Grammar Checking API
From Apache OpenOffice Wiki
Please view the guidelines
Overview of the basic interfaces required
- XFlatParagraph implemented by a FlatParagraph object (FP)
FP objects should be small wrappers, each of them created individually for a single iteration. If the same “real” paragraph is part of two parallel text markup processes there can be two different FP objects. The interface gives access to the "flat" text of a paragraph (means e.g. that the content of fields will be included) by providing it as a simple string. All operations that need to specify sub-strings will use position and length parameters.Besides giving access to the string and allowing some simple manipulations of the text or it's language attributes, this object specifically has two methods:
- isChecked(css.text.TextMarkupType) that will yield true if the FP object has been marked as checked by the grammar checker (in case the TextMarkupType is GRAMMAR);
- isModified() to indicate that its content has been changed or deleted since the creation of the object. If an FP is modified, the results of grammar checking for this specific paragraph have to be discarded and the paragraph needs to be processed again. If an FP is marked as “checked” it shall be skipped in further checkings.Finally this interface will allow to place (and remove) visual markings that in case of grammar checking mark incorrect text parts, other markups of course can have different meanings. This text markup will be based on indexing the string belonging to the FP.
Please note that when we talk about paragraphs in the following text that, unless otherwise stated, it will always be an FP. This may not necessarily be a paragraph as in the documents context, it can be a collection of them (e.g. a list) and it not only contains the flow text but also other text content like text frames, headers and footers etc. As only the document core can handle such FP objects efficiently this is a document specific implementation.
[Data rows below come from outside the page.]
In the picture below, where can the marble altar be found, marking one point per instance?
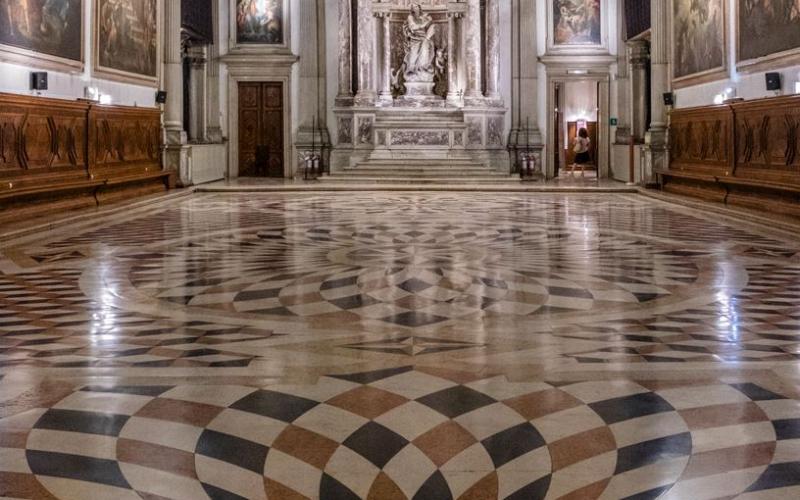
(425, 86)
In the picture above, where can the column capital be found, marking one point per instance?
(638, 53)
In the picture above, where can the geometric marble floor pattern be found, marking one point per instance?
(401, 346)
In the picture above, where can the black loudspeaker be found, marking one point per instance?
(773, 81)
(39, 80)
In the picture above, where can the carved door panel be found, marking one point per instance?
(261, 129)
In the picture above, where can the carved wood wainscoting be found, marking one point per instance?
(58, 155)
(745, 154)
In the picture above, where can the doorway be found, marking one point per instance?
(583, 102)
(577, 109)
(261, 138)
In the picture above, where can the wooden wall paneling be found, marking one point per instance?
(767, 140)
(43, 156)
(58, 155)
(126, 151)
(745, 154)
(701, 140)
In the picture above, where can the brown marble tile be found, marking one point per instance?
(723, 415)
(307, 446)
(13, 439)
(729, 459)
(184, 412)
(543, 403)
(574, 449)
(368, 402)
(275, 489)
(385, 489)
(594, 490)
(444, 442)
(485, 489)
(156, 457)
(14, 485)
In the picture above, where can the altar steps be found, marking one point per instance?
(418, 171)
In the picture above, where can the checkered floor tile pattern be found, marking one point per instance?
(407, 433)
(401, 346)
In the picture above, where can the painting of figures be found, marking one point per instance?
(49, 27)
(127, 38)
(699, 37)
(259, 21)
(768, 27)
(577, 22)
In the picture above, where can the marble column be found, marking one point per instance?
(656, 157)
(366, 55)
(385, 95)
(473, 50)
(196, 55)
(493, 49)
(638, 58)
(345, 94)
(525, 132)
(620, 88)
(453, 19)
(175, 157)
(214, 118)
(312, 109)
(659, 64)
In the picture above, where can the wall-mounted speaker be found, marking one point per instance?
(773, 81)
(39, 80)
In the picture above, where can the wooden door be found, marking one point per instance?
(261, 129)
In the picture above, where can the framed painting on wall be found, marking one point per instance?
(126, 40)
(47, 33)
(699, 41)
(259, 23)
(768, 33)
(576, 25)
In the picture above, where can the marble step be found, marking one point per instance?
(444, 180)
(428, 172)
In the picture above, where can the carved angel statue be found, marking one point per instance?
(419, 31)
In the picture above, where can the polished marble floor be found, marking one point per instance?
(401, 346)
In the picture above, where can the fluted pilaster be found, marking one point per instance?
(493, 49)
(345, 50)
(366, 54)
(473, 49)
- XFlatParagraphIterator implemented by the model of the document to check
As this is a document type specific implementation (only the document core can know how to create and access FP objects in the most efficient way), objects implementing this interface have to be retrieved by a provider interface of the document model. Its implementation also usually will be bound to a specific implementation of the FP object. The FPIterator will know where to start the iteration: interactive checking starts at the current cursor position, background processing starts at the beginning of the document (with special consideration of the visual area, see below). So the iterator needs to know whether it is used for interactive or background checking. It also needs to know whether it is used for grammar checking or another text markup iteration because it needs that information to detect the next (non-checked) paragraph (see below).The most important method is getNextPara and is to return an XFlatParagraph interface to the next paragraph to be checked. Returning an empty reference means there is nothing left to be checked for now. An FPIterator object will keep track of the “current” FP object internally so that it knows how to create the “next paragraph”. The order of the iteration should probably be in reading order but is entirely left to the implementation. Thus especially the following will be allowed:
- The iteration shall skip paragraphs that have been already checked.
- The iteration may end prematurely, for example if automatic grammar checking was meanwhile disabled. Besides that the client of the FPiterator may want to terminate the iteration by releasing the FPiterator object.
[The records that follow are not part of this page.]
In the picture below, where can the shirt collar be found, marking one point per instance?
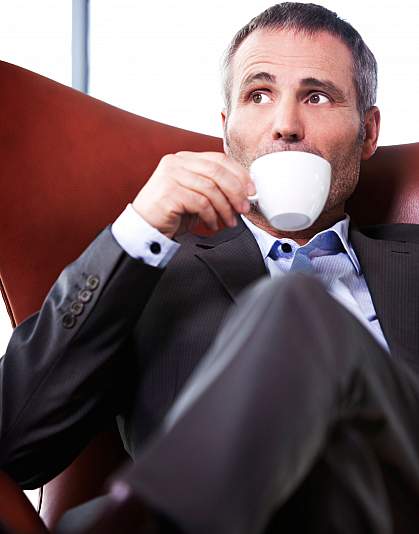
(318, 244)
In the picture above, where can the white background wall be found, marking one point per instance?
(161, 59)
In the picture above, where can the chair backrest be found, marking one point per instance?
(69, 165)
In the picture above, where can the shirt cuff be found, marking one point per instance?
(141, 240)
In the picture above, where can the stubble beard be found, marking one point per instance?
(345, 163)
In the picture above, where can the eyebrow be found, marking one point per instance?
(313, 83)
(255, 77)
(324, 85)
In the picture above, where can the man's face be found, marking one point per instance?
(294, 92)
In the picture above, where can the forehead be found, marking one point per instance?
(292, 56)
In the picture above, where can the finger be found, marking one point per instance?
(196, 204)
(227, 181)
(209, 189)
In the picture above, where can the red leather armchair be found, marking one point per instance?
(69, 165)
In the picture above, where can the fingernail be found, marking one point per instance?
(251, 190)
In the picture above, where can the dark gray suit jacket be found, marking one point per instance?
(136, 341)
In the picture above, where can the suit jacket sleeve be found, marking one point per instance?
(62, 373)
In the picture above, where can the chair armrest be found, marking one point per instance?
(16, 512)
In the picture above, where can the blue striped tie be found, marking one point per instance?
(301, 263)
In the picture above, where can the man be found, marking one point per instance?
(303, 407)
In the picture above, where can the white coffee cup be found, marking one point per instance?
(291, 188)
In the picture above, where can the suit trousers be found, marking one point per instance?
(296, 420)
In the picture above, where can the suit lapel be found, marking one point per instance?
(391, 271)
(234, 257)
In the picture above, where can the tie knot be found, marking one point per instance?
(280, 249)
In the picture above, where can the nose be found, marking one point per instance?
(288, 123)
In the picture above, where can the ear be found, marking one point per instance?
(372, 129)
(224, 124)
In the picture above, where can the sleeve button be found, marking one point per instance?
(155, 247)
(85, 295)
(77, 308)
(92, 281)
(68, 320)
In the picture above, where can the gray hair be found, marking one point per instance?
(311, 19)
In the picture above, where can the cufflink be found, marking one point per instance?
(155, 247)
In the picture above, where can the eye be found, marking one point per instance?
(318, 98)
(259, 98)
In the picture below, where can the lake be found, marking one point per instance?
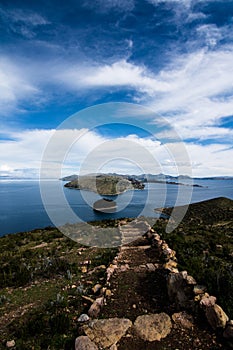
(22, 208)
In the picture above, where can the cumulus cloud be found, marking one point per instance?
(107, 5)
(82, 150)
(22, 22)
(15, 85)
(118, 74)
- A full iteration will automatically wrap-around at the end of the document and continue from the beginning until no more invalid FP objects are found.
- Theoretically, for automatic grammar checking, it would also be OK to iterate more than once over the same paragraph, e.g. if it was modified while being checked.
- As in general users expect the visible paragraphs to be checked first, a possible implementation of getNextPara is as follows:
- get the first visible FP; if it is not already checked return it
- proceed accordingly with all other visible FPs
- check the FP following the current one and return it of not checked
- proceed accordingly with all other FP until the starting FP is reached
- XGrammarChecker implemented by all grammar checker components
The grammar checker is always provided with the text of the whole paragraph. If it has needs to do so it may check all the (previous) text in the paragraph but it must only report errors within the bound of the current sentences. If it return all errors in that sentence at once (since this is considered to be the best for the user) or only the first one is left to the implementation for the time being. Keeping this interface as simple as possible basically makes it possible to wrap a C interface behind this API. This allows easier integration of a grammar checkers without using UNO.
- XGrammarCheckingIterator implemented by the service css.linguistic2.GrammarCheckingIterator
The object implementing this interface is the mediator between the grammar checkers and the document (which both should not know about each other). Especially it provides the grammar checking dialog and the context menu with the required data and interfaces to change the text. Decoupling of text block access and checking makes it possible to avoid access to the document directly from the grammar checker and so makes the implementation of multi-threaded access much easier.
This interface provides a call-back function that is used by the GrammarCheckingIterator to provide the specific client with the result of the grammar checking and have it act accordingly (mark wrong parts, fill the context menu or have the dialog show the new sentence with it's errors and corrections).
This interface allows a interested client to register as listener and thus getting informed about the grammar checking results.